EB-5 investors who perform thorough due diligence expect their chosen Regional Center to go above and beyond when it comes to protecting their funds and fulfilling their immigration requirements. They understand the value of a trusted, experienced third party that provides the level of supervision envisioned by the RIA, not a basic service focused on rapid approvals. Partnering with a quality fund administrator is one way top Regional Centers set themselves apart.

 

Obtaining a waiver for the fund administration requirement

While fund administration is mandated under the RIA, there are some situations where it is possible to obtain a waiver for this requirement, such as when the NCE is “controlled by or under common control of an investment adviser or broker-dealer that is registered with the Securities and Exchange Commission.”

The fund administration requirement can also be waived if the NCE “commissions an annual independent financial audit of such new commercial enterprise or job creating entity conducted in accordance with Generally Accepted Auditing Standards, which audit shall be provided to the Secretary and all investors in the new commercial enterprise.”

An annual audit of practices can be a good thing, but audits alone may not be enough to assure investors. Audits can only catch errors after the fact, when it may be too late to fix things. A competent fund administrator that oversees key aspects of the project can catch issues in real time and provide immediate solutions to avoid interruptions or rule violations.

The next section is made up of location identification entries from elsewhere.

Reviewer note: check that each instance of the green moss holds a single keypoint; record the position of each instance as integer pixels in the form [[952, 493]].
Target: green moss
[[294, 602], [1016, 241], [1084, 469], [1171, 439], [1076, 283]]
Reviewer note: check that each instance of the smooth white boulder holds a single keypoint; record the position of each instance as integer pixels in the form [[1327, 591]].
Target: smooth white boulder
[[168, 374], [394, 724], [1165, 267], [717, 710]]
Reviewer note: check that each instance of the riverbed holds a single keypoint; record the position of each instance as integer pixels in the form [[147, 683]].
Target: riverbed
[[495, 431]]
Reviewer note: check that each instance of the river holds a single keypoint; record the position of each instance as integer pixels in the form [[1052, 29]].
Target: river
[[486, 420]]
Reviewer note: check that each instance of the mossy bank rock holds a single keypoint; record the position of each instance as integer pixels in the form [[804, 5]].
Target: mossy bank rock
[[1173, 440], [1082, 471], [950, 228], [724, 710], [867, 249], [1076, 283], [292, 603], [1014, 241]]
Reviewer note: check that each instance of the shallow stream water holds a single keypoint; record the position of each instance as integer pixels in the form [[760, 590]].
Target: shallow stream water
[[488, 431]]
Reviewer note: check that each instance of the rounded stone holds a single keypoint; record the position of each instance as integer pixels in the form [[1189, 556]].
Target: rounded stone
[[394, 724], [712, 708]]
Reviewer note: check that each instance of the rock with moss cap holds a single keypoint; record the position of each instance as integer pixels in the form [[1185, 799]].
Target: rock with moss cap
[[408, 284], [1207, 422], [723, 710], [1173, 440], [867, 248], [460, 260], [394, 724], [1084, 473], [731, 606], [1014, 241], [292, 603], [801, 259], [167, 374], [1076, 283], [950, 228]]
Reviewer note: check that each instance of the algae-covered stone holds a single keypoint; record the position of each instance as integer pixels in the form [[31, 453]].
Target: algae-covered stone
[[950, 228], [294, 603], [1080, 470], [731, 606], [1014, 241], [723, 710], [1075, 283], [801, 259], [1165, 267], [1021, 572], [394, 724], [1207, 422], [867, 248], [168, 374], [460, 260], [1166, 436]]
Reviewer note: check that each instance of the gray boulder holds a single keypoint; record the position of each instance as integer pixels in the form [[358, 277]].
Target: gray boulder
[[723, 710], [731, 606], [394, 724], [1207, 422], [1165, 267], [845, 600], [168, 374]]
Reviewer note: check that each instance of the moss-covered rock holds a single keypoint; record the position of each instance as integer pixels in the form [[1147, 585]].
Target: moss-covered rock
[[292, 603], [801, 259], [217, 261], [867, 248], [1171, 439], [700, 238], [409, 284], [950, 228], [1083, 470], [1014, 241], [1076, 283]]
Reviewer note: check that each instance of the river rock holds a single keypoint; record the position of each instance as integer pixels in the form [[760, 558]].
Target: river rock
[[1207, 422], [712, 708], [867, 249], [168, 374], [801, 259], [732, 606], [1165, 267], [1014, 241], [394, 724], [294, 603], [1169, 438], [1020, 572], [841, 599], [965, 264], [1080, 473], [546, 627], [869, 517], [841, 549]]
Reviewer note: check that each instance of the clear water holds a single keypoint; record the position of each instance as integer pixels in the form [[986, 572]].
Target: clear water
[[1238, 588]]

Having a third-party fund administrator adds another layer of protection to ensure compliance and bolster investor confidence. To follow best practices, Regional Centers should retain third-party oversight along with yearly audits.

 

The benefits of a quality EB-5 cosignatory

The purpose of the cosignatory requirement is to ensure investor funds are handled properly and invested according to the offering documents, and that all investor capital is adequately tracked according to the rules set forth in the RIA. A quality fund administrator is an experienced, independent third party that can monitor, track, and report on all activity, ensuring movement of funds is in accordance with project offering documents and EB-5 rules before signing off on any transfer, while making all necessary information available to investors.

At JTC, we go beyond the minimum to provide help at each stage of a project’s life cycle without any gaps. As part of the onboarding process, project offering documents are reviewed by our team to identify what triggers are required for each transfer of funds and what documentation will satisfy those triggers. Because of our advanced technology and EB-5 experience, our oversight can layer seamlessly into a Regional Center’s operations to confirm that disbursements align with the offering documents quickly, avoiding needless interruptions.

If your fund administrator isn’t familiar with the nuances of an EB-5 offering memorandum or loan agreement, they could cause slowdowns or fail to ensure investor funds are released at the proper time to an approved recipient, which could result in the ultimate denial of the investor’s green card. At JTC, we get to know your project intimately, so we can fully integrate with your processes while providing extra protection for investors.

With fast setup and seamless AML, KYC, and OFAC compliance, JTC provides the third-party controls necessary for drawdown accounts, including tracking the flow of funds, producing necessary reports, and approving/cosigning on all transfers, with document aggregation and a full audit trail. And with access to our secure online portal, investors aren’t just “periodically” provided with updates, but able to view investment and project information 24/7 from anywhere in the world.

In addition to cosignatory services, JTC’s EB-5 fund administration solution includes data management and document storage as mandated by the RIA. We also offer USCIS audit preparation and additional services such as fund accounting, loan administration, and investor immigration workflow in a fully customizable format that allows you to choose exactly which services you need. With JTC, your Regional Center will have a trusted name that shows investors you’re willing to go above and beyond for the protection of their invested funds and the success of their EB-5 investor petitions.